At individual, group and organisational levels, there are good reasons to intensify the use of year-round incentive schemes, such as performance-related pay, merit pay and bonuses, at Christmas, due to increased trade and therefore increased organisational need for labour supply.
Also, employees’ desire for money is heightened at Christmas and the opportunity cost of choosing to work at Christmas is higher, as it is done at the expense of time elsewhere.
The same rules apply when administering incentives. Performance-related pay is most effective where performance goals can be objectively and meaningfully measured, where there is a clear ‘line of sight’ between employee behaviour and the reward, and where employees have reasonable control over factors that affect performance outcomes.
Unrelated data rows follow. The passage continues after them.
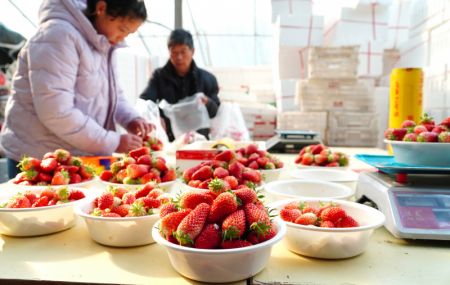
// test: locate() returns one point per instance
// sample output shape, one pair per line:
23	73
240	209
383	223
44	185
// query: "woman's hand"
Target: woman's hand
140	127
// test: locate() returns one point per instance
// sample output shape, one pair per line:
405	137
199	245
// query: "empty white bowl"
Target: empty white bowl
302	188
118	232
220	265
345	177
332	243
25	222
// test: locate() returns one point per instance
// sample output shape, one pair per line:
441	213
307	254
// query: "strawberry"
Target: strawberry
106	175
233	226
75	194
192	199
444	137
290	215
29	163
333	214
105	201
306	219
222	206
60	178
136	153
62	155
427	137
209	237
346	222
203	173
169	175
246	195
167	209
226	155
170	222
237	243
191	226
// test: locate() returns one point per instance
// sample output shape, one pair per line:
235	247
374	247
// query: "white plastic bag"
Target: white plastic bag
189	114
229	123
148	110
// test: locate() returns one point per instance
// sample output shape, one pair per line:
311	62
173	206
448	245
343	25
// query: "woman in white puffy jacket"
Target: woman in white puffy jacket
65	91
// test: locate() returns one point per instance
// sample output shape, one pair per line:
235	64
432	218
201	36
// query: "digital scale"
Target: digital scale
415	200
291	141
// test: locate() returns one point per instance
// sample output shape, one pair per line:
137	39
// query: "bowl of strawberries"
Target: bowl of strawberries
36	212
218	237
138	167
424	143
327	228
122	218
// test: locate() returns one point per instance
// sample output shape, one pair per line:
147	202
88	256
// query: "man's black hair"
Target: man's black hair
180	37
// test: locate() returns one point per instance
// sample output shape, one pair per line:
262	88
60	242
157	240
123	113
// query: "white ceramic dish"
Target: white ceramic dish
117	232
302	188
24	222
332	243
345	177
220	265
421	153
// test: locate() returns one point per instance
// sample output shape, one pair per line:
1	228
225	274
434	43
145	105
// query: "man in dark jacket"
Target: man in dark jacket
180	78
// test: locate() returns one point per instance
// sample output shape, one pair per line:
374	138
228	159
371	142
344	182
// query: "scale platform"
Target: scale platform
416	208
291	141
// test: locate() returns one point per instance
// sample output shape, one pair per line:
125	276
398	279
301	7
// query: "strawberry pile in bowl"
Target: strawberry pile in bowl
319	155
55	168
39	211
422	144
218	237
224	172
327	228
137	168
122	218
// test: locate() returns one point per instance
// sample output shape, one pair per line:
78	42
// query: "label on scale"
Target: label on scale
423	210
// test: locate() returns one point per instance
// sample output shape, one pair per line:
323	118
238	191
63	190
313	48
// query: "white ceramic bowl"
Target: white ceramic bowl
118	232
302	188
345	177
166	186
270	175
25	222
332	243
421	153
220	265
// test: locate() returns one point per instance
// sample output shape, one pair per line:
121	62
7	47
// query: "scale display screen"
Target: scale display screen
423	210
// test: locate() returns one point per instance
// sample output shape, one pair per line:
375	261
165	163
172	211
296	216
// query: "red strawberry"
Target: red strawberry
203	173
136	153
233	226
225	155
192	199
237	243
222	206
191	226
209	237
171	221
332	214
347	222
290	215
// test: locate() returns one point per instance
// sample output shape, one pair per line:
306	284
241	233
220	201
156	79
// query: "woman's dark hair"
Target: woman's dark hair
135	9
180	37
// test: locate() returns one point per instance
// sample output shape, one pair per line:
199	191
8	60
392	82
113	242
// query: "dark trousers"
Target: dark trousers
13	170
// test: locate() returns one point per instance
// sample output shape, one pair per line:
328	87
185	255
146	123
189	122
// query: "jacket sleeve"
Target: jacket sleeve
211	91
151	91
53	64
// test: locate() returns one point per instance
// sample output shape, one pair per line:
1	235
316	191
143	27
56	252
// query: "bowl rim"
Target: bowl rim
313	181
78	209
68	204
281	226
381	218
348	172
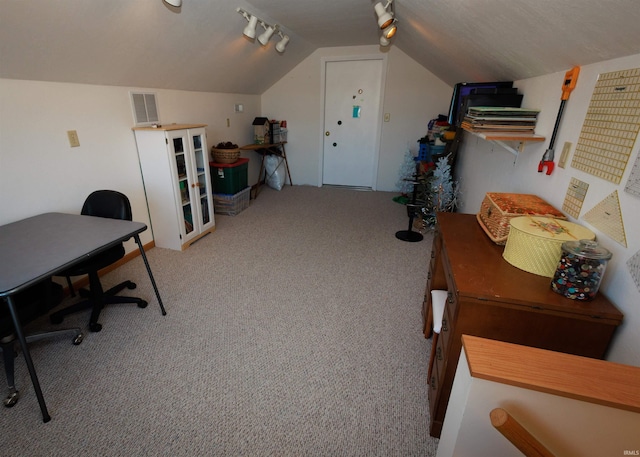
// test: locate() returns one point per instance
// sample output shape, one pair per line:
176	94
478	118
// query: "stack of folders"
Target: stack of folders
484	119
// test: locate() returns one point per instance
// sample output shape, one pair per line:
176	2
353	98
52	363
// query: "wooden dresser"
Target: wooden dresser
490	298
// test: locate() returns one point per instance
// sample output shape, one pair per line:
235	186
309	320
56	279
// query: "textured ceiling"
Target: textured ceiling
146	43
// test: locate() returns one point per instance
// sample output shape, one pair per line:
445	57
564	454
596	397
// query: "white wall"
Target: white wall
40	172
484	167
413	96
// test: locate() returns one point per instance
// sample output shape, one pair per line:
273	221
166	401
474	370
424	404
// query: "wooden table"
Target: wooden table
490	298
276	149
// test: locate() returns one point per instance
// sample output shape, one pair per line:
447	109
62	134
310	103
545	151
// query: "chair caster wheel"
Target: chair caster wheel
95	327
11	399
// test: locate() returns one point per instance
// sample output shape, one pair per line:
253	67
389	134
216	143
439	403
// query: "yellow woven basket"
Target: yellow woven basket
534	244
225	155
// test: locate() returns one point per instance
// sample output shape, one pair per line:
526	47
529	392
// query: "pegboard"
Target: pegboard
611	126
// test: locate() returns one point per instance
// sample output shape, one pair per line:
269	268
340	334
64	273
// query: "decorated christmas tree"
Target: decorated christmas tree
439	192
406	174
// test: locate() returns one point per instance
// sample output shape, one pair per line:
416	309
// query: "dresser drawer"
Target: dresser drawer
434	390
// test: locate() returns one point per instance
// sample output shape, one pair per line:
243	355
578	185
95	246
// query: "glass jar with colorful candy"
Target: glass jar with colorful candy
580	269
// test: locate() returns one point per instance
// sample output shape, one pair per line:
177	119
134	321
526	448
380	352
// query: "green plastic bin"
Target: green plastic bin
229	178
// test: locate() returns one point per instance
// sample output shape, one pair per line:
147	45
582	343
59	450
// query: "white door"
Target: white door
353	91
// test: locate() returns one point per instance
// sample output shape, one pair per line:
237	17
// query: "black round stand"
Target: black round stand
412	208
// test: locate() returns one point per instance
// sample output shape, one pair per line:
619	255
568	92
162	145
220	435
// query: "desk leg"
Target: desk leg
27	357
286	164
259	176
153	281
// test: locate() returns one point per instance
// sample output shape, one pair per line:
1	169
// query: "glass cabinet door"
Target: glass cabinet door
182	168
203	184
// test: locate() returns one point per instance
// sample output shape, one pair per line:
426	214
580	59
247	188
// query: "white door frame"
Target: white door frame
378	133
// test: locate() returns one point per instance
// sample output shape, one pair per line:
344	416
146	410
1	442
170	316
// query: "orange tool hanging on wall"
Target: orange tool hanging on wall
570	80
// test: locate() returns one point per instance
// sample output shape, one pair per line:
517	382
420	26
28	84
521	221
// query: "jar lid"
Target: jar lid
586	248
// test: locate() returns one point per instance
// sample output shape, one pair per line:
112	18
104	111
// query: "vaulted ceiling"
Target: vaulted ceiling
199	46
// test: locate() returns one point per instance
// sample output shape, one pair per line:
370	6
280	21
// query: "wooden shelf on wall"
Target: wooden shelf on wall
502	138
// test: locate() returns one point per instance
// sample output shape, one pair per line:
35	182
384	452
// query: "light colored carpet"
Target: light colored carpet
294	329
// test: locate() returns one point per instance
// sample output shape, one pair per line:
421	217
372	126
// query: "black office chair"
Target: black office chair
30	305
114	205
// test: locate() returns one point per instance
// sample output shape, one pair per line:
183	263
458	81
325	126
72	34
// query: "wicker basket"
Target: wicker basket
225	155
534	243
497	209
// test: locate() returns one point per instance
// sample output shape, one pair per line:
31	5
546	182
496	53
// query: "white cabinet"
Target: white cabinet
174	161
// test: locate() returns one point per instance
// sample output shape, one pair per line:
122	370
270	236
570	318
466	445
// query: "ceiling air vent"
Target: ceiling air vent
145	109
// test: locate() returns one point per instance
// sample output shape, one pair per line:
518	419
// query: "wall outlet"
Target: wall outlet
74	141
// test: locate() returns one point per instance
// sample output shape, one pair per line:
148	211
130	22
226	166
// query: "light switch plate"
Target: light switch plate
565	154
74	141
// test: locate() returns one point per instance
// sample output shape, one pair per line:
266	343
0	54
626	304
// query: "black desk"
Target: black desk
37	248
276	149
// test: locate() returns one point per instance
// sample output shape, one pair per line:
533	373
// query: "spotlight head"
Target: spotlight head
282	44
264	38
390	31
385	17
250	30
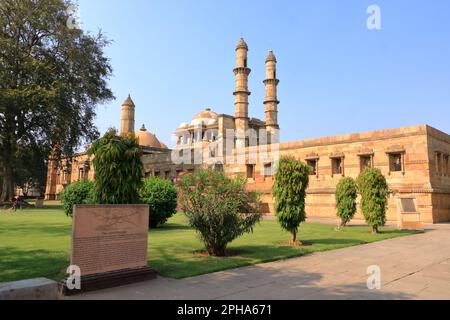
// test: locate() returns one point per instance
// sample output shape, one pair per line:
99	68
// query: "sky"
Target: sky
176	58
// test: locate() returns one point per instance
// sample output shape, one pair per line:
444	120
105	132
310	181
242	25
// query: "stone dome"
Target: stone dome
148	139
271	57
184	125
203	117
242	44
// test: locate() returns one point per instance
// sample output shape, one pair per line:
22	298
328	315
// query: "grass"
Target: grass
36	243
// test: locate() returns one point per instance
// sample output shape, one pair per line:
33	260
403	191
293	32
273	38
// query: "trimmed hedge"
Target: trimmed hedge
161	196
346	194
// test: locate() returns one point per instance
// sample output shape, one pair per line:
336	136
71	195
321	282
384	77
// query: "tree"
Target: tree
374	192
79	192
289	191
346	194
118	169
219	208
161	196
51	79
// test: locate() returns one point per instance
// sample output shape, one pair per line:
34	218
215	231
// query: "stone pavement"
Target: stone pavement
412	267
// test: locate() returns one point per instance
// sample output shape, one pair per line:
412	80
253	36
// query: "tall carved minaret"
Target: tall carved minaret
241	93
271	102
127	122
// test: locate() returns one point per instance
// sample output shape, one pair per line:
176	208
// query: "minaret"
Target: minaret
127	123
271	102
241	93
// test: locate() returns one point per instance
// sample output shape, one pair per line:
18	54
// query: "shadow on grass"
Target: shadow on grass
170	227
35	229
28	264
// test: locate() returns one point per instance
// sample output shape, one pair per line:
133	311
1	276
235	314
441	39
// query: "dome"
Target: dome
271	57
184	125
148	139
128	102
203	117
242	44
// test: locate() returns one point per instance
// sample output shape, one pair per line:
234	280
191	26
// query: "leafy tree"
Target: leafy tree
51	79
161	196
118	169
219	208
346	194
374	192
289	191
79	192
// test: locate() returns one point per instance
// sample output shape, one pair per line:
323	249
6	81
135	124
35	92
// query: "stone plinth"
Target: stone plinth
109	245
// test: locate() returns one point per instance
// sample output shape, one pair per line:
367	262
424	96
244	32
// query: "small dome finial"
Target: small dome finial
128	102
242	44
271	57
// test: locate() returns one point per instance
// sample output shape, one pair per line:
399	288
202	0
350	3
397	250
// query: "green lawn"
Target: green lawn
36	243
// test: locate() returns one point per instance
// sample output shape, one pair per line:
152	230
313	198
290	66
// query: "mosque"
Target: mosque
415	160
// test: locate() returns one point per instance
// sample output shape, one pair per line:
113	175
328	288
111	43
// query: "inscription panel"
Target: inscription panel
109	238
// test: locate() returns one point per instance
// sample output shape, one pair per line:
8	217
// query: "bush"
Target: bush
289	191
219	208
346	194
161	196
80	192
374	197
118	169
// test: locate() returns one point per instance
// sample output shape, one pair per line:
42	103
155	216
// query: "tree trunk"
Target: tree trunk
294	238
7	187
The level of the reward crucially influences the focus on employees’ behaviour and so the organisation must consider whether it wishes to encourage individual, group or organisational performance. Most organisations hedge their bets and combine the use of individual, group and organisation-wide rewards.
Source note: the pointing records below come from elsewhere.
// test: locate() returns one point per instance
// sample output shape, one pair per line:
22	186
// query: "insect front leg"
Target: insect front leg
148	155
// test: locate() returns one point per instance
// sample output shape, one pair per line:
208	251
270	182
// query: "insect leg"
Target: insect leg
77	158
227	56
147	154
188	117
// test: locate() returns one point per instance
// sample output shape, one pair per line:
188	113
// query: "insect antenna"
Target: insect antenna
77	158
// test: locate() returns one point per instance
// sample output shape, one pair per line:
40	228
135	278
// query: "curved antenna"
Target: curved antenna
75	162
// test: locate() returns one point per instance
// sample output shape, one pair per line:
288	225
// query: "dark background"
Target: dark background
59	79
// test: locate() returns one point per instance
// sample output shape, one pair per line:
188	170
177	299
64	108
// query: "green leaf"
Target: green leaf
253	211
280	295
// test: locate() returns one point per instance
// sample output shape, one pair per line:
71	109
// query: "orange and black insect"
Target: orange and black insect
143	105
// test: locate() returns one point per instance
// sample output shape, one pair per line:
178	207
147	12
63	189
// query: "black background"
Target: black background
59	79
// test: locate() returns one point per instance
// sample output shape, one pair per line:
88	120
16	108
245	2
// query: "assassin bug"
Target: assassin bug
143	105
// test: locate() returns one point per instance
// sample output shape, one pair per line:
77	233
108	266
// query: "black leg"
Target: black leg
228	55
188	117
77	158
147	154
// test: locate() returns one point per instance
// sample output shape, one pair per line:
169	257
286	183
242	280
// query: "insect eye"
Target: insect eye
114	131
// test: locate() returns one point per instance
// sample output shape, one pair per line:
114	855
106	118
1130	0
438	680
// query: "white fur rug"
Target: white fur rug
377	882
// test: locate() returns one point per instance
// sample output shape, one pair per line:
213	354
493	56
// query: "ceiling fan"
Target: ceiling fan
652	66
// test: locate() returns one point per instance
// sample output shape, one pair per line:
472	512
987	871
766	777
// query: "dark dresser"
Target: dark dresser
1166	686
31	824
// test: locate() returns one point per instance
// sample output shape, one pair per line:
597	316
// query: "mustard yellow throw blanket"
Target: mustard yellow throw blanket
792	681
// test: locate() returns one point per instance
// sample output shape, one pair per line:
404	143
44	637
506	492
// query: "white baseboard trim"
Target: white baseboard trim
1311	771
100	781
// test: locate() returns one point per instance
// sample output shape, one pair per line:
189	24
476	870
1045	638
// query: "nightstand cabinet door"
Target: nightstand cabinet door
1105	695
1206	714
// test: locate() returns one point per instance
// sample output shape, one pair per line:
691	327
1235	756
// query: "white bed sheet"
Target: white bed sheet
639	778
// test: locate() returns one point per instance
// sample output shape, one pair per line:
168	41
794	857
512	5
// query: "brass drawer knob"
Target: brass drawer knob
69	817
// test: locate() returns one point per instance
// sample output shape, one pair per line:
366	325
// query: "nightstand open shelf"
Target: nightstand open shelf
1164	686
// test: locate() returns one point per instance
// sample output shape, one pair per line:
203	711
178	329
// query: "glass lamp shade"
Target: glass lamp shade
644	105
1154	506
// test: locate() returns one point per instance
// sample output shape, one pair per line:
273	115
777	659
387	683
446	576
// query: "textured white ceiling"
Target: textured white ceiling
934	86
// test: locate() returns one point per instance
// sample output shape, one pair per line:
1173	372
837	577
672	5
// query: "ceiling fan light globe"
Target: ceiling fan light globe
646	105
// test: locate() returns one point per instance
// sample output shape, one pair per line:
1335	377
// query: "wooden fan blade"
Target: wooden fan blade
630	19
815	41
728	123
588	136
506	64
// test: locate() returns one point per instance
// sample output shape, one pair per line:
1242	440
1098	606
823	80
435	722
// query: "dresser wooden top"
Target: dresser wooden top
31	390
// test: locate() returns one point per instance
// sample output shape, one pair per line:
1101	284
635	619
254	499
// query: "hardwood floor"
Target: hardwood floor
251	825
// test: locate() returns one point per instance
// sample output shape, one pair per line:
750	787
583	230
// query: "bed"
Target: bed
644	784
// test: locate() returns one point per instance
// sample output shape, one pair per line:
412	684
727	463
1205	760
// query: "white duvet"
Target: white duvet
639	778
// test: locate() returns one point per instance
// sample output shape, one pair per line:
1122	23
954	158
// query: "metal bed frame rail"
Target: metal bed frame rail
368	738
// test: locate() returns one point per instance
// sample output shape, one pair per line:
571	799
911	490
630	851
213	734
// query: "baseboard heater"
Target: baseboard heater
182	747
Employers should also reflect on the kind of culture they want, perhaps particularly so at Christmas, where fixating on incentives may appear at odds with other popular culture interpretations of Christmas (a time for giving, importance of social relationships, and so on).
From this perspective, organisations should draw attention to the social impact of their employees’ work on customers or the public. Such pro-social impact can be a powerful intrinsic motivator and may be very compelling at Christmas.
Turning to gifts, by which I mean one-off tokens of appreciation where there is no expectation of return, there is some research that supports the desired effects of gifts at work. Small gifts in the short term boost an individual’s mood or morale and gifts may have a longer-term effect by making the recipient feel valued by their employer.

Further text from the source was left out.